16.09.2021 — Benevolent and Gracious Guest

Posted under Reflections on September 16th, 2021 by

24th Week in Ord. Time, Thursday – 16th September 2021 — Gospel:               Lk 7,36-50

Benevolent and Gracious Guest

Jesus is invited to the home of Simon, a Pharisee. It seems that the Pharisee is more interested in impressing others by having Jesus as his guest than in seeking to have a relationship with Jesus. Simon fails to perform the usual gestures of hospitality or basic courtesy of a host: welcoming his guest with a kiss, washing the feet of the guest, and anointing the guest with oil. In contrast, as Jesus pointed out, this “sinful woman” was more of a host than the host himself. She lavishly treats Jesus in a way which is above and beyond mere hospitality. The Pharisee, self-righteous as he is, is horrified that Jesus would let such a public sinner touch him. Jesus remarks that love flows from the realization of God’s mercy that motivates individuals to greater love because they realize that they have been touched by God. The woman has experienced the forgiveness which Jesus makes available to all sinners. She is able to gratefully express her love toward Jesus.

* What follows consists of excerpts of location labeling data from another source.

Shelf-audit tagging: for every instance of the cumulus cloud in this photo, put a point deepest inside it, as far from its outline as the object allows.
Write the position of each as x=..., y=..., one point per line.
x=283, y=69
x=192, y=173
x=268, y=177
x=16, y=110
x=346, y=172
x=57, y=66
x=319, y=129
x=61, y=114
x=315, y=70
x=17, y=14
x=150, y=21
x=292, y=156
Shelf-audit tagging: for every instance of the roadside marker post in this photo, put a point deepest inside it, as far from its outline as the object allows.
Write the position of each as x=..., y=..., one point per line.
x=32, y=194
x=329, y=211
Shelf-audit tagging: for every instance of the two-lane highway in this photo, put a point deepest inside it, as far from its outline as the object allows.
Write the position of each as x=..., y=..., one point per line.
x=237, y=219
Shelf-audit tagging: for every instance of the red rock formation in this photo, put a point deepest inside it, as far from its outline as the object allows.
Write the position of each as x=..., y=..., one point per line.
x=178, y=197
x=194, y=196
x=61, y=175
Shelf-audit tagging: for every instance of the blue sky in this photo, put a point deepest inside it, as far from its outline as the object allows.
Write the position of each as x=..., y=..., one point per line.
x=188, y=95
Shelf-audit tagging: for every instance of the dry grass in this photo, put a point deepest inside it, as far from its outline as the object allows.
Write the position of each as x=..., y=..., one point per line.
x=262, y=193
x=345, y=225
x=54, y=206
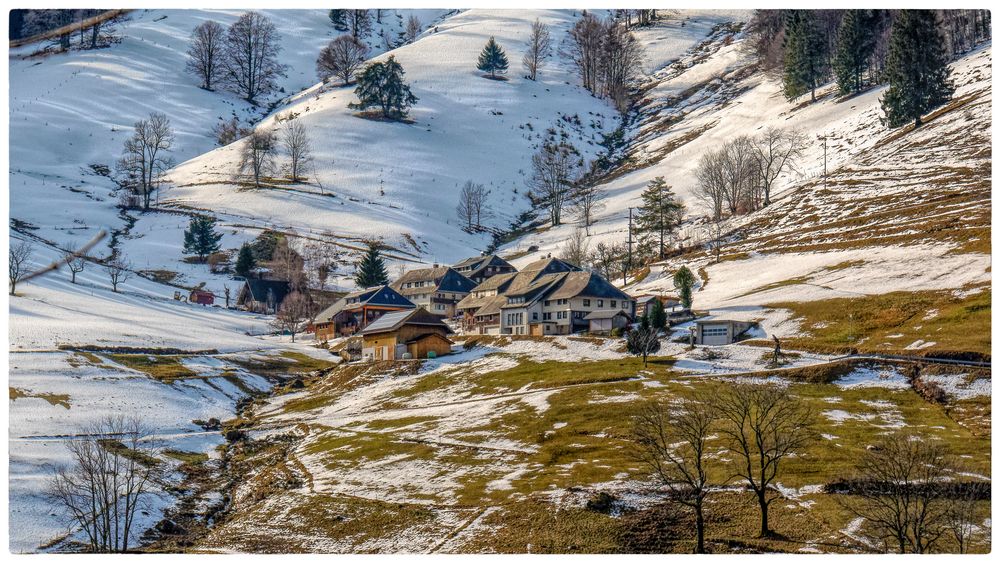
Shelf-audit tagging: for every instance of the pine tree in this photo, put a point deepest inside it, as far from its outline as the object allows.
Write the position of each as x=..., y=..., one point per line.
x=492, y=60
x=660, y=212
x=855, y=45
x=200, y=237
x=916, y=68
x=657, y=316
x=371, y=268
x=684, y=282
x=245, y=262
x=381, y=86
x=804, y=55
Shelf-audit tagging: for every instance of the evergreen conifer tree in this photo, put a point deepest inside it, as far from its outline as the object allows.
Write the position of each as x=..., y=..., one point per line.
x=660, y=212
x=493, y=60
x=916, y=68
x=684, y=282
x=371, y=268
x=381, y=86
x=245, y=262
x=804, y=54
x=657, y=316
x=200, y=237
x=855, y=45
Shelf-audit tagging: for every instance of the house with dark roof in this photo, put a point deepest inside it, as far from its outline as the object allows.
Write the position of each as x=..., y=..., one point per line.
x=437, y=289
x=481, y=268
x=357, y=310
x=559, y=302
x=262, y=296
x=417, y=333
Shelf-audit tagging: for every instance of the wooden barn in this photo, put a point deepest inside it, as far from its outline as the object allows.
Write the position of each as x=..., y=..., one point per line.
x=417, y=332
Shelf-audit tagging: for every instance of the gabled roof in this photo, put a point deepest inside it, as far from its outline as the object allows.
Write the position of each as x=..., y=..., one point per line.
x=381, y=295
x=393, y=321
x=258, y=289
x=443, y=278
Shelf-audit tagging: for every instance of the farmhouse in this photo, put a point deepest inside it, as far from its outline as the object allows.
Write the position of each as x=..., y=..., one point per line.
x=357, y=310
x=719, y=332
x=436, y=289
x=481, y=268
x=262, y=296
x=415, y=332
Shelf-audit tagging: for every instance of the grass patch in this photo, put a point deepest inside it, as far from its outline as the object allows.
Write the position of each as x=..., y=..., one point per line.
x=54, y=399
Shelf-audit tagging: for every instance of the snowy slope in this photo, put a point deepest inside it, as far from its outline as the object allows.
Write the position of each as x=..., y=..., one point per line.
x=466, y=127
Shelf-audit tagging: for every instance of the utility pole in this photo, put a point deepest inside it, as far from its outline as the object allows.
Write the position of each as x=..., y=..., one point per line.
x=628, y=262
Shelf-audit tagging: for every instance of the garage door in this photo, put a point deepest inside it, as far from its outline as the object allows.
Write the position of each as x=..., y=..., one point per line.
x=715, y=336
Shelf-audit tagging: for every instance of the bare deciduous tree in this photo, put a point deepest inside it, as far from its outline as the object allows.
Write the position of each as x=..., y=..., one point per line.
x=112, y=474
x=20, y=255
x=763, y=425
x=413, y=29
x=295, y=310
x=119, y=271
x=471, y=204
x=144, y=157
x=674, y=447
x=539, y=48
x=75, y=262
x=251, y=67
x=208, y=42
x=297, y=146
x=899, y=493
x=776, y=151
x=257, y=154
x=576, y=251
x=555, y=168
x=342, y=58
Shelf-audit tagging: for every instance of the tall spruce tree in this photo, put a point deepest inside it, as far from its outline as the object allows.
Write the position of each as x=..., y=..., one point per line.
x=371, y=268
x=200, y=237
x=381, y=86
x=804, y=55
x=245, y=262
x=855, y=45
x=493, y=60
x=916, y=68
x=660, y=213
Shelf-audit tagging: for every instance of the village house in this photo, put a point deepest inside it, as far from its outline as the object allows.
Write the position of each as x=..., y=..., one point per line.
x=262, y=296
x=357, y=310
x=719, y=332
x=437, y=289
x=481, y=268
x=416, y=333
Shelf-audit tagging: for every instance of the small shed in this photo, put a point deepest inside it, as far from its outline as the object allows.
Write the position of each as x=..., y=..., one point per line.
x=604, y=321
x=201, y=297
x=719, y=332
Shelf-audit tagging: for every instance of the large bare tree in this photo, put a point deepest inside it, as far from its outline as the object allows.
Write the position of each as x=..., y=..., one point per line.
x=775, y=151
x=555, y=168
x=251, y=66
x=110, y=478
x=539, y=48
x=145, y=156
x=763, y=425
x=18, y=260
x=342, y=58
x=297, y=147
x=257, y=154
x=208, y=42
x=674, y=446
x=900, y=491
x=471, y=204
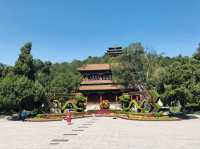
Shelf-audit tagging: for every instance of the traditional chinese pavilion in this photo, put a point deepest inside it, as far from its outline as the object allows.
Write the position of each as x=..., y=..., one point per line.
x=97, y=83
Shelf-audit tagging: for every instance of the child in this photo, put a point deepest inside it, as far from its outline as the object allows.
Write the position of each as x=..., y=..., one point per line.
x=68, y=117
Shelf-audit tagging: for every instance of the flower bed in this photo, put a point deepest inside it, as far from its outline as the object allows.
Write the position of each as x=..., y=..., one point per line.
x=123, y=115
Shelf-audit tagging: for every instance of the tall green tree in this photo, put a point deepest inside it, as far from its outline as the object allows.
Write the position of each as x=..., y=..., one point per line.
x=24, y=65
x=130, y=70
x=197, y=54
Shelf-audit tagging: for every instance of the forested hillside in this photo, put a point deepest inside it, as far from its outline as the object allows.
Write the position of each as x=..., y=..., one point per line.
x=28, y=84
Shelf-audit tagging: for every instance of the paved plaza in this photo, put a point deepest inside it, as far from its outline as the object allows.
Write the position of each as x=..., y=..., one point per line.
x=100, y=133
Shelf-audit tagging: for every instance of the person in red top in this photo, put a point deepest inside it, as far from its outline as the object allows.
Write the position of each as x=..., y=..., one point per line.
x=68, y=117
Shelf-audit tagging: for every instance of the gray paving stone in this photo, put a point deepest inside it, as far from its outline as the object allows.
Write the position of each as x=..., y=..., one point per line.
x=104, y=133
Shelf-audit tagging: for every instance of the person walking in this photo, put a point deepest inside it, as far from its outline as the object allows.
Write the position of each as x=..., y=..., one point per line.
x=68, y=117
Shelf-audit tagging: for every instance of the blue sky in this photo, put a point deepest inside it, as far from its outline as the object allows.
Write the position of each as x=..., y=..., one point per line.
x=63, y=30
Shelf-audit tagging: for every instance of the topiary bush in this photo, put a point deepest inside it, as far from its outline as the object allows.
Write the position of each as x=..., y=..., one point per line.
x=80, y=102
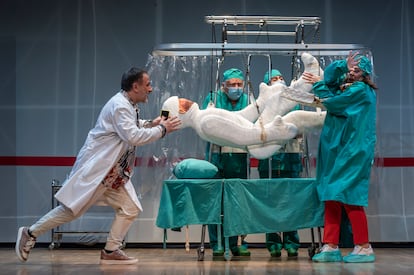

Jesus showered an abundance of grace on both the sinful woman and the graceless host. Instead of condemning the woman, he told her that her faith had saved her and that she could go in peace. Instead of condemning Simon for his faults, Jesus answered his unspoken criticism with a question. In seeking personal answer from the tale of two debtors, Jesus acknowledges the need to be grateful. Jesus gave Simon a chance to reflect on and repent of his cold, judgmental attitudes. Jesus was indeed the most gracious of guests, who teaches gently the benevolence of mercy, in spite of his host’s rudeness and condescension.


15.09.2021 — Rejecting God’s Plan

Posted under Reflections on September 14th, 2021 by

24th Week in Ord. Time, Wednesday – 15th September 2021 — Gospel: Lk 7,31-35

Rejecting God’s Plan 

This part of Jesus discourse is composed of rhetorical questions (7,31), a parable (7,32), its application (7,33-34) and a concluding maxim (7,35). With simple illustration, Jesus compares John and himself to children inviting people to join in their games, only to be ignored. Their rejection, of John the Baptist who was very austere as well as of Jesus who came bringing the feast of the kingdom, makes them similar to children who refused to dance for both joyful and sorrowful tunes. They have found a justification for their refusal to heed John’s call to conversion and to welcome Jesus’ proclamation of the Good News of the kingdom. On the whole Jesus’ contemporaries chose to stay where they were, and to ignore both. Ironically, John and Jesus are rejected for their faithfulness to ministries to which they believe God has called them. However God’s wisdom is demonstrated in the actions of John, and Jesus the messiah. If the people continue to reject the salvation being offered, they must know that they are rejecting God’s providential design for themselves. Those who reject the wisdom’s children (John and Jesus) are mistaken; for they are choosing to stay outside God’s circle.